# World of Tanks



## Vladd67 (Apr 5, 2014)

Anyone play this? Playing on the EU server there is a lack of communication between players, partly due to language problems but also national rivalries. Other than that I find this game a lot of fun and am slowly working my way up the tiers.


----------



## Foxbat (Apr 5, 2014)

Tried it for a while but got bored with it. In its defence, I have rapidly become bored with every single multiplayer  thing I've tried so it's not an unusual occurance.


----------



## AdmiralGeezer (Jul 29, 2014)

Great game! At least my friends have been playing it for a very long time. I myself have played League of Legends more.


----------



## Darkranger85 (Aug 17, 2014)

Vladd67 said:


> Anyone play this? Playing on the EU server there is a lack of communication between players, partly due to language problems but also national rivalries. Other than that I find this game a lot of fun and am slowly working my way up the tiers.



The lack of communication doesnt just come from language or rivalries.

The sheer fact of the matter is that you will NEVER have organization of any real kind in a game that randomly makes teams from pools of players. No one has any reason to follow the lead of another person. It's just how it is.
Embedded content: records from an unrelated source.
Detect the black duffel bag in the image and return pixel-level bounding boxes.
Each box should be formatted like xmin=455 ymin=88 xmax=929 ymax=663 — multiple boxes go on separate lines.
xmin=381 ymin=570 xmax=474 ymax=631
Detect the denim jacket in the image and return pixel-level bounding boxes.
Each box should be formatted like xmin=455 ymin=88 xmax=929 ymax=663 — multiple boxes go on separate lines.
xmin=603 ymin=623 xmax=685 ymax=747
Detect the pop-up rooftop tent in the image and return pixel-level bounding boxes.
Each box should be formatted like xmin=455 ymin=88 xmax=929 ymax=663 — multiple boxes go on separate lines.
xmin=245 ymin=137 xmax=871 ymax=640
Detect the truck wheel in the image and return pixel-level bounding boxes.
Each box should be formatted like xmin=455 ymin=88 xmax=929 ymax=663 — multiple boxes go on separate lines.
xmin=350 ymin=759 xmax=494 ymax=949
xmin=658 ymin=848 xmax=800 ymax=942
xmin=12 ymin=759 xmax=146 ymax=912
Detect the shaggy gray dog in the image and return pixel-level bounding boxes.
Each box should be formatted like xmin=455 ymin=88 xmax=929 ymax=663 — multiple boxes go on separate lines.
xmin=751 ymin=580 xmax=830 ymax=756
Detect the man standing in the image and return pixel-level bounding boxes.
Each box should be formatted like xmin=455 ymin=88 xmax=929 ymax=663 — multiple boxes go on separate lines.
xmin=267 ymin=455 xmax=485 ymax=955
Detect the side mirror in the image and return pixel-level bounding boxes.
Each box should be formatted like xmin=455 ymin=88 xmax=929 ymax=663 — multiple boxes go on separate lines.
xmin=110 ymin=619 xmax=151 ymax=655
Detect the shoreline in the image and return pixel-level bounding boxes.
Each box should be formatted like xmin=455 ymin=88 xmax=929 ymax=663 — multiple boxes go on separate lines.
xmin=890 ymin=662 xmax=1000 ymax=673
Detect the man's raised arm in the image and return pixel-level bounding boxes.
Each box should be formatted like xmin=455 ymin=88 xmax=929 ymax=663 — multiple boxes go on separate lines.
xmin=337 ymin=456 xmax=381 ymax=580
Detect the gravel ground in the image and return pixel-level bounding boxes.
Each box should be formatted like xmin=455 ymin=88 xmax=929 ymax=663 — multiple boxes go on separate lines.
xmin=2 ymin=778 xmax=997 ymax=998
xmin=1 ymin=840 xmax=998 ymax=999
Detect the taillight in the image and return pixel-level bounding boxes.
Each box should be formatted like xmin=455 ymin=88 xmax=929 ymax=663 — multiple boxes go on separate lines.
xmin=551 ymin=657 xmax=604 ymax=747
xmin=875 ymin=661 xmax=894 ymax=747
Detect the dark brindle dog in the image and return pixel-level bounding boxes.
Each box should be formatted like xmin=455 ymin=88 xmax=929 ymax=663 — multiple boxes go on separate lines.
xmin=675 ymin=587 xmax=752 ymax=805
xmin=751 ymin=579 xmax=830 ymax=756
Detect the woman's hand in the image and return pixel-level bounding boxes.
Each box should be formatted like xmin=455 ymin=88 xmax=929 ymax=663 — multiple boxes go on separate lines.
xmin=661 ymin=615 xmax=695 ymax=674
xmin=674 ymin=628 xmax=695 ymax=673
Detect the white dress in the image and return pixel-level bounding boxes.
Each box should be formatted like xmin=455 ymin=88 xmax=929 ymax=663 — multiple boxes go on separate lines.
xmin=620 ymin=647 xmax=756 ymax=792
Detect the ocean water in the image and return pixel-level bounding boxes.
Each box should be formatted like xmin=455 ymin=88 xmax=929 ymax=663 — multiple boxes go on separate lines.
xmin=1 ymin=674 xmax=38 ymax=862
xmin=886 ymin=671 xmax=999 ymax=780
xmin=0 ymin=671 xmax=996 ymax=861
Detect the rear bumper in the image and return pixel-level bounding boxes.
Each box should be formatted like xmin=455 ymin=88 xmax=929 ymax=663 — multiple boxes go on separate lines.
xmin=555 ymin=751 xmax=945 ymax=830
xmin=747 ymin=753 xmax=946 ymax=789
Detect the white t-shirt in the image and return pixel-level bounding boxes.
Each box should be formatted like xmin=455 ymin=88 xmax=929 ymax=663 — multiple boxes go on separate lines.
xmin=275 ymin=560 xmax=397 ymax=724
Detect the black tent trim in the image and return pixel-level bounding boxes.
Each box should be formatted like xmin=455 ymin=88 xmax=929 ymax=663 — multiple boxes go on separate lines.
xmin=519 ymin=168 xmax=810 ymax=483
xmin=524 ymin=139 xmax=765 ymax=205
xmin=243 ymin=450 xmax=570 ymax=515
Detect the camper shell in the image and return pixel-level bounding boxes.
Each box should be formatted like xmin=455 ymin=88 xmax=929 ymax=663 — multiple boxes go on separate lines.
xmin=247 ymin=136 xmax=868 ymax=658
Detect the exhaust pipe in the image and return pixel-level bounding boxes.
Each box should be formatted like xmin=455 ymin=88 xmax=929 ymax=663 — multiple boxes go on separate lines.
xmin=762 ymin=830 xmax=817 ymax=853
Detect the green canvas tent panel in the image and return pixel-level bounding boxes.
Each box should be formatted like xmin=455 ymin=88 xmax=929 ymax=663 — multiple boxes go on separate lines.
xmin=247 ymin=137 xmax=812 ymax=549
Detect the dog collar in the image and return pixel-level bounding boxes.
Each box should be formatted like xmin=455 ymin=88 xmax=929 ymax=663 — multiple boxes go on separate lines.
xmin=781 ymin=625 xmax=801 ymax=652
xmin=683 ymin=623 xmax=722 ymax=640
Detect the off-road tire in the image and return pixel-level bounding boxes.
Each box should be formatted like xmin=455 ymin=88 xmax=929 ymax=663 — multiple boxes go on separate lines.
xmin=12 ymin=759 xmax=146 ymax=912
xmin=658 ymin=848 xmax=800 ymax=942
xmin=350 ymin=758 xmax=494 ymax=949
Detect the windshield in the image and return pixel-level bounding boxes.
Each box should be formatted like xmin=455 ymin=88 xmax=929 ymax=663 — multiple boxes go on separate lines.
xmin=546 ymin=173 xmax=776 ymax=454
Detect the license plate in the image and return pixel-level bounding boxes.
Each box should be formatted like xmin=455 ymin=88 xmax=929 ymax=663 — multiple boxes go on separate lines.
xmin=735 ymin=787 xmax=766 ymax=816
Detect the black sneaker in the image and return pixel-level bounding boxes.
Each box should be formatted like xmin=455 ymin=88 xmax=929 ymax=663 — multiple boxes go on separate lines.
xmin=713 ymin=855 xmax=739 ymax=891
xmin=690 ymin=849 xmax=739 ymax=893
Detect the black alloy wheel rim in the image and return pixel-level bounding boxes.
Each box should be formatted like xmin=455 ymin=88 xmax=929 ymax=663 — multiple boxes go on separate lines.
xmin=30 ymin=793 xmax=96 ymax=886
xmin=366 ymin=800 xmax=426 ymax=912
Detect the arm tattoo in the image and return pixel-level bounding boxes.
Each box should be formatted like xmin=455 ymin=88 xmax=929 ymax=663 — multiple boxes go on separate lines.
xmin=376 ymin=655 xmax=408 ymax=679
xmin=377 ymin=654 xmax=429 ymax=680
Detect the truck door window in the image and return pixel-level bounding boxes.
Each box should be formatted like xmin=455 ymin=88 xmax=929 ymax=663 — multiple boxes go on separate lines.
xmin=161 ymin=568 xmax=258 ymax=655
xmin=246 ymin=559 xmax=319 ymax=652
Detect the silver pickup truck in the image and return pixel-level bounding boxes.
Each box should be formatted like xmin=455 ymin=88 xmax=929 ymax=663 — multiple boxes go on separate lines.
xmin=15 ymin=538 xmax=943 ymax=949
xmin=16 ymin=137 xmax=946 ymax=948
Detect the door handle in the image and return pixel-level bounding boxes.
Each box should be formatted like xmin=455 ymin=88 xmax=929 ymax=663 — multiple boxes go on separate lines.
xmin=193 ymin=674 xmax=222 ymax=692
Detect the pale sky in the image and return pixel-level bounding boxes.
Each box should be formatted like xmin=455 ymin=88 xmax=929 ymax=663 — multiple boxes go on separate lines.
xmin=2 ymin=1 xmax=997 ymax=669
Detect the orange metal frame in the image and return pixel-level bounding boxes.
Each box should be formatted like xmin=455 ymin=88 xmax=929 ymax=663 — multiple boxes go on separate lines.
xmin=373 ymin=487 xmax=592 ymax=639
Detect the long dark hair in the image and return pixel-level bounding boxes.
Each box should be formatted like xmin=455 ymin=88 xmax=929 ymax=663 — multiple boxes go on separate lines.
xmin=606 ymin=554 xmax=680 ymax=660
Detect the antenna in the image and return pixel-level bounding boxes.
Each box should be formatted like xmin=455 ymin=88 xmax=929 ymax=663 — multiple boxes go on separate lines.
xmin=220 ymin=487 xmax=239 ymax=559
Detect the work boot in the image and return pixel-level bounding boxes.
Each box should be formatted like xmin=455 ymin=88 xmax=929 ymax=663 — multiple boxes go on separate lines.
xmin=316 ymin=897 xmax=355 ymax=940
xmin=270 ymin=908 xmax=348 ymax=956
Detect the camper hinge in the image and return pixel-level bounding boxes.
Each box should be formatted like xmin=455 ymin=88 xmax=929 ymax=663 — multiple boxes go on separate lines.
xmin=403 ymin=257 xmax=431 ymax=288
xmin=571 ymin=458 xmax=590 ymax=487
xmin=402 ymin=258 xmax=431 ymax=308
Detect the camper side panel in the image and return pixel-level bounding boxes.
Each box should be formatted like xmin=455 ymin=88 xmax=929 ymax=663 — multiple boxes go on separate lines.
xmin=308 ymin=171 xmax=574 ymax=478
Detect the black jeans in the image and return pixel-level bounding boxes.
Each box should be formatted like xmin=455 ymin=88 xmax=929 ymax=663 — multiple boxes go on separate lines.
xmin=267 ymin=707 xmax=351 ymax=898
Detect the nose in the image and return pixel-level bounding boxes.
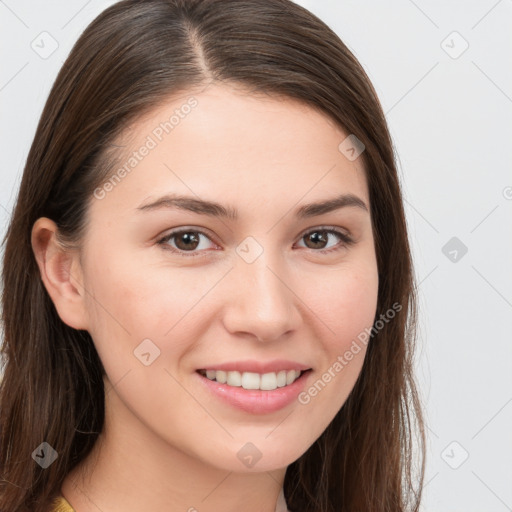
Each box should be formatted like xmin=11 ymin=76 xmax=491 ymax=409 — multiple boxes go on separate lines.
xmin=221 ymin=247 xmax=302 ymax=343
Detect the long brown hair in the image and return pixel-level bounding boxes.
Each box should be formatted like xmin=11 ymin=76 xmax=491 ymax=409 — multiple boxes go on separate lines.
xmin=0 ymin=1 xmax=425 ymax=510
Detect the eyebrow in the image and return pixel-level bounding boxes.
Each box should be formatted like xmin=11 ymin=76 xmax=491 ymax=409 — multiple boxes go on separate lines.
xmin=136 ymin=193 xmax=369 ymax=220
I've been playing WoT for years, it's a great game even though I can't stand the moderators.


----------



## AlexanderSen (Dec 18, 2014)

My friends and me played this game everynight for a while. We used voice chat on steam so we could platoon and communicate to each other. There was some great tag teaming we did using wolf packs and formations. You can platoon up to three players.


----------